じっくり見れば見る程、どこがそんなに好きなのか問いたくなる。
とても小さな女の子。とても派手で、どこにでもいるような女の子のように見えた。
こちらが愛想よく挨拶したのに、どこかつまらなそうな不愛想な顔を浮かべて、これならばわたしの方がよっぽど良いじゃないの?と思ってしまった自分をまた嫌いになる。
西城さんや井上さんが好きになったからには、それなりの理由がある。けれどロクに話してもいない訳だから、彼女の良い所なんて分からないんだ。
けれど誘われたお花見で、井上さんは琴子さんを、琴子さんは井上さんをちらほら気にしているなんて、わたしじゃなくても気づく訳で、気づいていないのは当の本人たちだけだと思った。
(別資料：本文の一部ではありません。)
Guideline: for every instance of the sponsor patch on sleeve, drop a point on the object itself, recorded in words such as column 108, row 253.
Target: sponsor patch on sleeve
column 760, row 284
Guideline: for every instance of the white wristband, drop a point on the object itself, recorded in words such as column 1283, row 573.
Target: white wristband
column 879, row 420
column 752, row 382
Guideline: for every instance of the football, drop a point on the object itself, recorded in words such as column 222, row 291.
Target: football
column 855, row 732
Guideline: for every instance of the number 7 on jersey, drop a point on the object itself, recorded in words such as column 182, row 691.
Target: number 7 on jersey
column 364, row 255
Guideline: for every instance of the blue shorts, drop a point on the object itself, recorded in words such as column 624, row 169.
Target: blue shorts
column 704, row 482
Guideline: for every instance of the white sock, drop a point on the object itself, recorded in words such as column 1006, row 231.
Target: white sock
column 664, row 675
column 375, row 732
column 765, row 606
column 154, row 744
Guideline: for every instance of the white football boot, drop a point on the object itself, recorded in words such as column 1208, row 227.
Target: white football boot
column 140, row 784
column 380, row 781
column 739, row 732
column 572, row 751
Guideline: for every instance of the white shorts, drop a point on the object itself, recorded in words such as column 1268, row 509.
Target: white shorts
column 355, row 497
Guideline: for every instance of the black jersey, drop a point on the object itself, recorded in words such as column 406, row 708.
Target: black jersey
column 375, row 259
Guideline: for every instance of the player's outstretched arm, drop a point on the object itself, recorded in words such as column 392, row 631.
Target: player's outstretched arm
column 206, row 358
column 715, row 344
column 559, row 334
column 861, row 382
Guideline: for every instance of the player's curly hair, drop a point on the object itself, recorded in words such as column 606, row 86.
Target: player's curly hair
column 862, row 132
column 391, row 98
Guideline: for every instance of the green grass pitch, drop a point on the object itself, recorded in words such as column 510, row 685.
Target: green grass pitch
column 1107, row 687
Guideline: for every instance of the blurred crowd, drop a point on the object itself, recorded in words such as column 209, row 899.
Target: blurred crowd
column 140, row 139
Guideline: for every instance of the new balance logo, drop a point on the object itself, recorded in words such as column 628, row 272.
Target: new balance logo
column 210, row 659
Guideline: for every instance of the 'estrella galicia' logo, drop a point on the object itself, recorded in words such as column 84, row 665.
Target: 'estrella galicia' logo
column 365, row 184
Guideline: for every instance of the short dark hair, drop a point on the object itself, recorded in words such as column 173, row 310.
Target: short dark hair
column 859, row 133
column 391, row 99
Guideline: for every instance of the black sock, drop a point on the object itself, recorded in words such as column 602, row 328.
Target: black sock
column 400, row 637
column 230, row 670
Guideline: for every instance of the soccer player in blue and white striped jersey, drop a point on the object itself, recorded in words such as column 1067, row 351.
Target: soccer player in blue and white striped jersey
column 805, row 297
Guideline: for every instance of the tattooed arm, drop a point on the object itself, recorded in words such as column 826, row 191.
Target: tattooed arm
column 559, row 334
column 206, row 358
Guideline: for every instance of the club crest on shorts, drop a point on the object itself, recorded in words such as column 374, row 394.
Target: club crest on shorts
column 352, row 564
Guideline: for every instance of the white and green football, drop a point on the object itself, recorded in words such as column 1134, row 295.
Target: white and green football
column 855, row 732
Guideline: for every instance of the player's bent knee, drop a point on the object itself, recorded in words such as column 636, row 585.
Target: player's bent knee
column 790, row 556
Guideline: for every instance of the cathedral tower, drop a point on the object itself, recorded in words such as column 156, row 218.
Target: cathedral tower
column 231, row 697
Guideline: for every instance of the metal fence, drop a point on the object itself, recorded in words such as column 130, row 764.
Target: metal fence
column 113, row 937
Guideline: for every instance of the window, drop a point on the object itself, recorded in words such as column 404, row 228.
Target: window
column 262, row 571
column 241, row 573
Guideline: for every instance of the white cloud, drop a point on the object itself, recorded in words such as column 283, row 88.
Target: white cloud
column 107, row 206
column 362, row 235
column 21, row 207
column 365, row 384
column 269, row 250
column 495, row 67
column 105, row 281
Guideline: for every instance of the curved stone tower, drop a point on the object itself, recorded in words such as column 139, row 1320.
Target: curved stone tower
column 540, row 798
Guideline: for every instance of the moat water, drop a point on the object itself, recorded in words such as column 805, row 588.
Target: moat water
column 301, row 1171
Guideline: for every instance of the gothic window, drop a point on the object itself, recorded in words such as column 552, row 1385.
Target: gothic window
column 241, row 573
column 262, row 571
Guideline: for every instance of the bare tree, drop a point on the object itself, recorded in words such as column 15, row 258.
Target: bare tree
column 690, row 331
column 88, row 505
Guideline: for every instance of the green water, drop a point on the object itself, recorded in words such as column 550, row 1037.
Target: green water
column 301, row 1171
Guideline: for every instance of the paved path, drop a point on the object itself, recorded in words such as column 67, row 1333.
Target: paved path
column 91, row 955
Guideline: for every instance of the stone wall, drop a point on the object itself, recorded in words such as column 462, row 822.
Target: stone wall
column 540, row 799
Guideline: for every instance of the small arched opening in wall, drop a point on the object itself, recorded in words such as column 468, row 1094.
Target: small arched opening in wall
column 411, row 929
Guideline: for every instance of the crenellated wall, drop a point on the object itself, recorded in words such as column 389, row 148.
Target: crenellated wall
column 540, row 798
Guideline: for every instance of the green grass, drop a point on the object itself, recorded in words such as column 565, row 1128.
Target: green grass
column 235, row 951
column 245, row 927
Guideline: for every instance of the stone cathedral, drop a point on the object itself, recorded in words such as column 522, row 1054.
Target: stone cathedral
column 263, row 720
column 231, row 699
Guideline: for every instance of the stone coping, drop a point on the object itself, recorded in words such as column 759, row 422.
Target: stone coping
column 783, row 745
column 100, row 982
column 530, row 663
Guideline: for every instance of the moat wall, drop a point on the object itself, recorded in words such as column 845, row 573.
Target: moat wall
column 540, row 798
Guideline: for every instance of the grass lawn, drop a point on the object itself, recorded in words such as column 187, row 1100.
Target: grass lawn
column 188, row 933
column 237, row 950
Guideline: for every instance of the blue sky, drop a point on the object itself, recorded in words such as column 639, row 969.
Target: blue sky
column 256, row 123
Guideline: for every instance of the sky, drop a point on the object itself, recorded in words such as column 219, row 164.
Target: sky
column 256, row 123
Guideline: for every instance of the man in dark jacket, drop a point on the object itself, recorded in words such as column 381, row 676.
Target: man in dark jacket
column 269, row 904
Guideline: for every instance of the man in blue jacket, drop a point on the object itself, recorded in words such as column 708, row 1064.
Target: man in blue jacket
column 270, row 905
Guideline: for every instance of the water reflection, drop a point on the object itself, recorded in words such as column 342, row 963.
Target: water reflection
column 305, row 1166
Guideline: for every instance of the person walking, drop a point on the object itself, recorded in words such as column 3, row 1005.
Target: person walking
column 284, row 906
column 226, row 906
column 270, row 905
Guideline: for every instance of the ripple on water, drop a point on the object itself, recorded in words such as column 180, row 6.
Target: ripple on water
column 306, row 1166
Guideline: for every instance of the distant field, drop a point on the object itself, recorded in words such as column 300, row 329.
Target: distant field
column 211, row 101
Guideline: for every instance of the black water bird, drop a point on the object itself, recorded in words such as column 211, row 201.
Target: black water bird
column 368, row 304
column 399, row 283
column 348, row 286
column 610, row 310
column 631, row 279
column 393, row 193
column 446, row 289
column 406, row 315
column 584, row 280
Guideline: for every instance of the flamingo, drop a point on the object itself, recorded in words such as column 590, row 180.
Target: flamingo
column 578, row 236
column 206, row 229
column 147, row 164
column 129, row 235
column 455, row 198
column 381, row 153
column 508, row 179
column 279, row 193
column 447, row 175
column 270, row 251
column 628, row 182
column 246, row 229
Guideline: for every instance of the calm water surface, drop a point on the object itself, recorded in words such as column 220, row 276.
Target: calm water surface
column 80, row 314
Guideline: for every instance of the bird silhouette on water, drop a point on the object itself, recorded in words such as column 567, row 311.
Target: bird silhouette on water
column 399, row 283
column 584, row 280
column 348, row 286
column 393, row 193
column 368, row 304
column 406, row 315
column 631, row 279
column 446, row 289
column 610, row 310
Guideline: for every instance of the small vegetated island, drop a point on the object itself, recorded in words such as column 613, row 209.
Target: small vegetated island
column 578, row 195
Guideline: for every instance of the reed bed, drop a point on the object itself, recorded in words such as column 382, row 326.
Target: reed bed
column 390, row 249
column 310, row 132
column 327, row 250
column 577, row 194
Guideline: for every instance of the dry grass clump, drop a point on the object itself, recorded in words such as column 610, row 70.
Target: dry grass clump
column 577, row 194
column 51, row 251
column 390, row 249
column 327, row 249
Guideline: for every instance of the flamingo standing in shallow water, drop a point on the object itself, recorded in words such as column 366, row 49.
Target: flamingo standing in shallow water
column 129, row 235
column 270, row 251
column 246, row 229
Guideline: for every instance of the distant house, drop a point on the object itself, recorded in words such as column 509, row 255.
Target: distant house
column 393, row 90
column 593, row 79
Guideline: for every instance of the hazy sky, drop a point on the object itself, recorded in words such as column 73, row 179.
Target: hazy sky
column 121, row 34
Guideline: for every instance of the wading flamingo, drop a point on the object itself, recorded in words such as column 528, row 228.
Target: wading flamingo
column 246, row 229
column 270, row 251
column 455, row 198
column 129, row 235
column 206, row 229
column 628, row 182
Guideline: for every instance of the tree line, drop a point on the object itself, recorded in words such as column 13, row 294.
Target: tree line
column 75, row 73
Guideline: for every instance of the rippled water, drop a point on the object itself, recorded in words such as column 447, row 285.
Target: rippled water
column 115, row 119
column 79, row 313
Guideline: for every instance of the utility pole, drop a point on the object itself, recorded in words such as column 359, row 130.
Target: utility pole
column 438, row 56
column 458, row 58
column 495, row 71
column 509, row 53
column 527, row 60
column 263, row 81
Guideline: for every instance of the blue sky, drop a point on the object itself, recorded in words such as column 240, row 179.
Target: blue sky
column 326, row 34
だからこそ行くべきではなかったのだ。そんな現実を見せつけられるような真似をして。
申し訳ないと心から思った。
琴子さんがわたしにあんな酷い言葉をぶつけてきた事に関しては恨んでいない。その言葉はその通り事実だったわけで、井上さんの事は初めはこれっぽっちも好きじゃなかった。
だけどその言葉をぶつけた後、琴子さんが酷く傷ついた顔をしたから、わたしよりもずっと傷ついた顔をしたから。